How about rate limited?

londons_explore 4 hours ago | parent | next [-]

No. Open is open. Beyond DDoS protections, there should be no limits.

If load on the server is a concern, make the whole database available as a torrent. People who run scrapers tend to prefer that anyway.

This isn't someone's hobby project run from a $5 VPS - they can afford to serve 10k qps of readonly data if needed, and it would cost far less than the salary of 1 staff member.

tchalla 3 hours ago | parent | next [-]

> Open is open.

I’d then ask OpenAI to be open too since open is open.

delichon 3 hours ago | parent | prev | next [-]

Rate limiting is a DDoS protection.

wang_li an hour ago | parent | prev | next [-]

You're talking about a tragedy of the commons situation. There is an organic query rate of this based on the amount of public interest. Then there is the inorganic vacuuming of the entire dataset by someone who wants to exploit public services for private profit. There is zero reason why the public should socialize the cost of serving the excess capacity caused by private parties looking to profit from the public data.

I could have my mind changed if the public policy is that any public data ingested into an AI system makes that AI system permanently free to use at any degree of load. If a company thinks that they should be able to put any load they want on public services for free, they should be willing to provide public services at any load for free.

Gud 2 hours ago | parent | prev [-]

The world is not black and white.

alberto467 3 hours ago | parent | prev | next [-]

The issue with that is people can then flood everything with huge piles of documents, which is bad enough if it's all clean OCR'd digital data that you can quickly download in its entirety, but if you're stuck having to wait between downloading documents, you'll never find out what they don't want you to find out.
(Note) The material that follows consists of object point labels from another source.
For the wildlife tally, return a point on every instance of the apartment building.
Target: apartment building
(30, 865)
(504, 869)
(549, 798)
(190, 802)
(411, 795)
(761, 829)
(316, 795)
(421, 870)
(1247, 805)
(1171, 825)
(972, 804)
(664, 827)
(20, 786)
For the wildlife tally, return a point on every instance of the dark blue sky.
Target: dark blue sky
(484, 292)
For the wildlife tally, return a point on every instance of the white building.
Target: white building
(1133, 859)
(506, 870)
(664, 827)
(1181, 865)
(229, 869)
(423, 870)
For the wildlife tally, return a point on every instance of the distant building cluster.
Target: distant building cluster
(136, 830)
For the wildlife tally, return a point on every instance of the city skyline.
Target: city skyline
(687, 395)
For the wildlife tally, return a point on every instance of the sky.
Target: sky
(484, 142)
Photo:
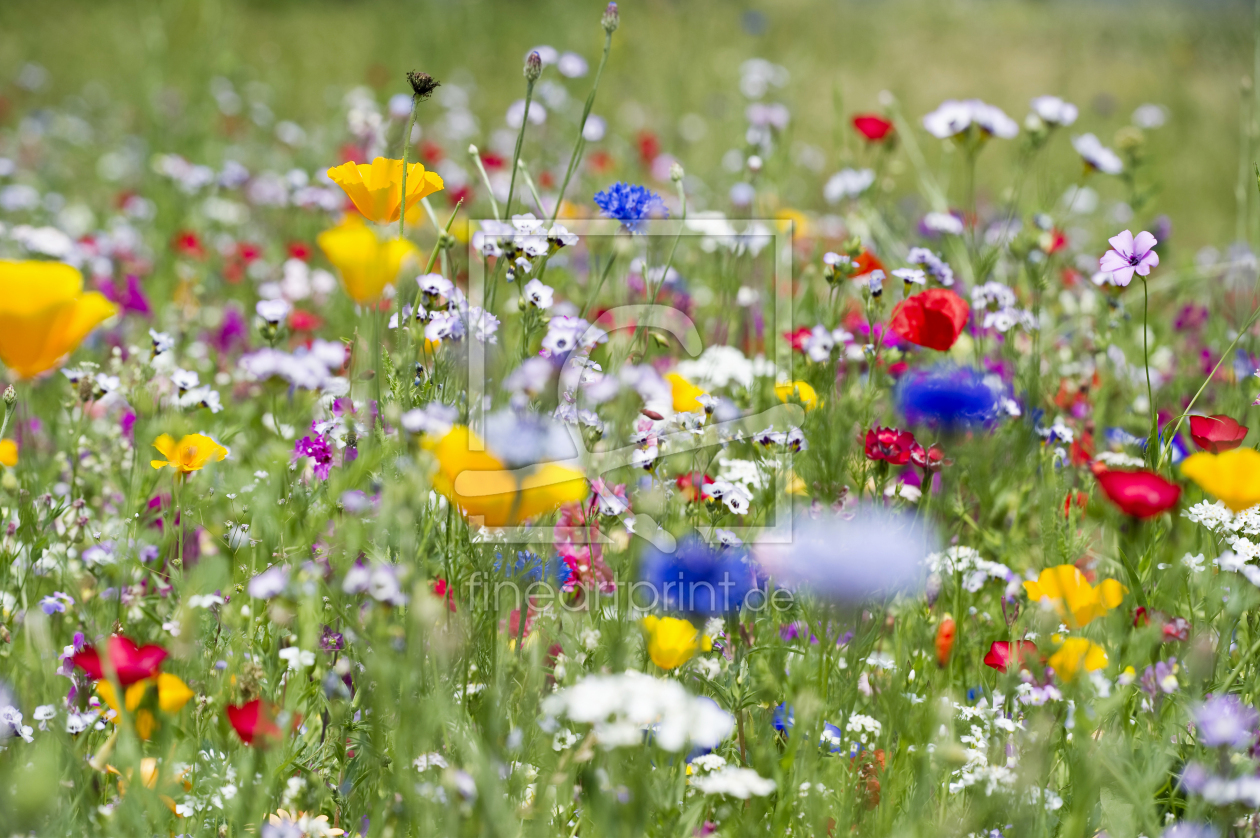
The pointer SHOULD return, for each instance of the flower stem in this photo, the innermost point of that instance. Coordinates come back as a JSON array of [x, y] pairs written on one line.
[[406, 148], [515, 155], [1153, 441], [581, 127]]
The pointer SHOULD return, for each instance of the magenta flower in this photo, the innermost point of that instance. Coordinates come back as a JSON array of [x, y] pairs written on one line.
[[1129, 255]]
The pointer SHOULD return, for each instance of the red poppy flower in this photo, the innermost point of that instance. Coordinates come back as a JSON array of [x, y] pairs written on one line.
[[945, 635], [890, 445], [1216, 434], [930, 459], [649, 146], [187, 243], [798, 338], [253, 720], [934, 318], [1142, 494], [866, 262], [304, 320], [131, 663], [1002, 653], [872, 126]]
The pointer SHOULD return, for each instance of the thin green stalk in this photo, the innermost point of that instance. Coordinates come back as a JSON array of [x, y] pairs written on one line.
[[515, 154], [406, 148], [485, 179], [581, 127]]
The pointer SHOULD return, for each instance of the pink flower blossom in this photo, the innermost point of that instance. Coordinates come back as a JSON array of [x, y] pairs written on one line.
[[1129, 255]]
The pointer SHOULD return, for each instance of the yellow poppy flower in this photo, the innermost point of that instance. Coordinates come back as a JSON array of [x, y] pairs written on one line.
[[1075, 600], [173, 693], [673, 642], [1075, 655], [367, 265], [801, 390], [44, 314], [189, 454], [479, 484], [1232, 476], [376, 188], [684, 395]]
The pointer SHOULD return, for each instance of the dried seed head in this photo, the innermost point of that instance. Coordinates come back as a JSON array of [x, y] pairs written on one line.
[[422, 85], [533, 66], [611, 19]]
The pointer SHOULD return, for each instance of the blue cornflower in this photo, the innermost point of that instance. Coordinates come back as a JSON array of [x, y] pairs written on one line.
[[946, 397], [630, 204], [698, 579]]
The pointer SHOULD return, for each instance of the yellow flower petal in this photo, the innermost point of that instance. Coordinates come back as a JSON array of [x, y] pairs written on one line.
[[1232, 476], [44, 314], [8, 454]]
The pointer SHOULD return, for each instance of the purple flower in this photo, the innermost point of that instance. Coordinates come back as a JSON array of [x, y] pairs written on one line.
[[1224, 720], [1129, 255], [318, 449]]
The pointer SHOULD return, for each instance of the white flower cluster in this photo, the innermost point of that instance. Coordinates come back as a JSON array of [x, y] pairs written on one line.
[[974, 568], [621, 708]]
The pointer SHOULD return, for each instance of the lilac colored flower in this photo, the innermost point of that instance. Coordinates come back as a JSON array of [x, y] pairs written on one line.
[[630, 204], [318, 449], [1129, 255], [1224, 720]]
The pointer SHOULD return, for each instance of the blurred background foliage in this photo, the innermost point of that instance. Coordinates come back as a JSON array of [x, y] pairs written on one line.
[[153, 63]]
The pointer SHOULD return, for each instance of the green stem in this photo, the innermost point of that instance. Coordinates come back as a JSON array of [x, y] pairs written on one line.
[[581, 126], [406, 148], [515, 155]]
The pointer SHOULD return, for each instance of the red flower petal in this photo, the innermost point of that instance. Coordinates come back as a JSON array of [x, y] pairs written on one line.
[[934, 318], [1142, 494], [1216, 434]]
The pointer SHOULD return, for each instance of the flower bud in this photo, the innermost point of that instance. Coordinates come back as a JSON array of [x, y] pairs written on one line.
[[422, 85], [533, 66], [611, 19]]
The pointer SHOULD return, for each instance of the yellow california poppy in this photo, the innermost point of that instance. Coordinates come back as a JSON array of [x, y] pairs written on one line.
[[44, 314], [801, 390], [1076, 654], [1232, 476], [367, 265], [189, 454], [479, 484], [686, 395], [673, 642], [1075, 600], [376, 188], [173, 693]]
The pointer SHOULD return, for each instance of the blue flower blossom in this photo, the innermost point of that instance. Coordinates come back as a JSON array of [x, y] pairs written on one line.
[[698, 579], [946, 397], [630, 204]]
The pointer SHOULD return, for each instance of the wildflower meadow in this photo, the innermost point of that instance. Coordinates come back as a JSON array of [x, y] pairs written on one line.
[[629, 420]]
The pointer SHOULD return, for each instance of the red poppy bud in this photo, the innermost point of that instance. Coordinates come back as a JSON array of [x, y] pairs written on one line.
[[1002, 653], [131, 663], [872, 126], [945, 635], [934, 318], [1142, 494], [1216, 434], [255, 720], [890, 445]]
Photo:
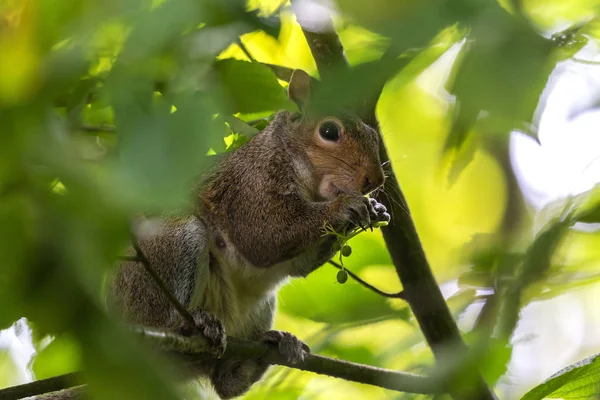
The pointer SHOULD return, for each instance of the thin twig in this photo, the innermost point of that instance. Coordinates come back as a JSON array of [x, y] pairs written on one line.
[[399, 295], [42, 386], [196, 348], [141, 257]]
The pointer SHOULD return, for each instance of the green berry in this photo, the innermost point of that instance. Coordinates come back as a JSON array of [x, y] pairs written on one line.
[[346, 251], [342, 276]]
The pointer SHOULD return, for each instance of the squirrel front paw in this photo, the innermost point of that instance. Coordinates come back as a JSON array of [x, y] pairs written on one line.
[[209, 326], [378, 212], [289, 346], [356, 209]]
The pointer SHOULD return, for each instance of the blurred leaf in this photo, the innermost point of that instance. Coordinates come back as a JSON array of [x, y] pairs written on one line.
[[320, 298], [410, 24], [577, 381], [61, 356], [502, 70], [495, 363], [250, 87], [588, 206], [241, 127], [8, 370]]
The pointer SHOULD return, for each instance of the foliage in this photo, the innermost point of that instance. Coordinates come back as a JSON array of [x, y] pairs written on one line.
[[110, 108]]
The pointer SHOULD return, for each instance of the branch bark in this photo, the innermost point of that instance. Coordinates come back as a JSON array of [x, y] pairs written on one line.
[[401, 237], [194, 351]]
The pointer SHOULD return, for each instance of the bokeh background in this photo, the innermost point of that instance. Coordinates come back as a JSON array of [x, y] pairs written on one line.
[[62, 51]]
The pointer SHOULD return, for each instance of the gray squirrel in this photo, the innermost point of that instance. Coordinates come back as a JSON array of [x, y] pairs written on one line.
[[258, 220]]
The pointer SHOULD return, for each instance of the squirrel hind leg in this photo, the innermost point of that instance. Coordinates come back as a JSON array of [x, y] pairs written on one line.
[[233, 378]]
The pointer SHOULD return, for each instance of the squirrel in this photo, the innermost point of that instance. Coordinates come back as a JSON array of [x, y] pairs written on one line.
[[257, 219]]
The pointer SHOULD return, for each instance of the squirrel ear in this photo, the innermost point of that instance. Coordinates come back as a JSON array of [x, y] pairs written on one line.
[[299, 88]]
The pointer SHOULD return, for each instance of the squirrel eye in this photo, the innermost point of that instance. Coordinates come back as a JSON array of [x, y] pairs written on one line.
[[330, 131]]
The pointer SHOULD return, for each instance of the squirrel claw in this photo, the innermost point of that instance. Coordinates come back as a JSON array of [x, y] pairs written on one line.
[[289, 346], [209, 326]]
It's like having you search through sand, it's bad enough while you can use a sift, but then they tell you that you can only use your bare hands, and your search efforts are made useless.

This is not a new tactic btw and pretty relevant to recent events...

BillinghamJ 3 hours ago | parent | prev | next [-]

Systems running core government functions should be set up to be able to efficiently execute their functions at scale, so I'd say it should only restrict extreme load, ie DoS attacks

hyperpape 4 hours ago | parent | prev [-]

If the rate limit is reasonable (allows full download of the entire set of data within a feasible time-frame), that could be acceptable. Otherwise, no.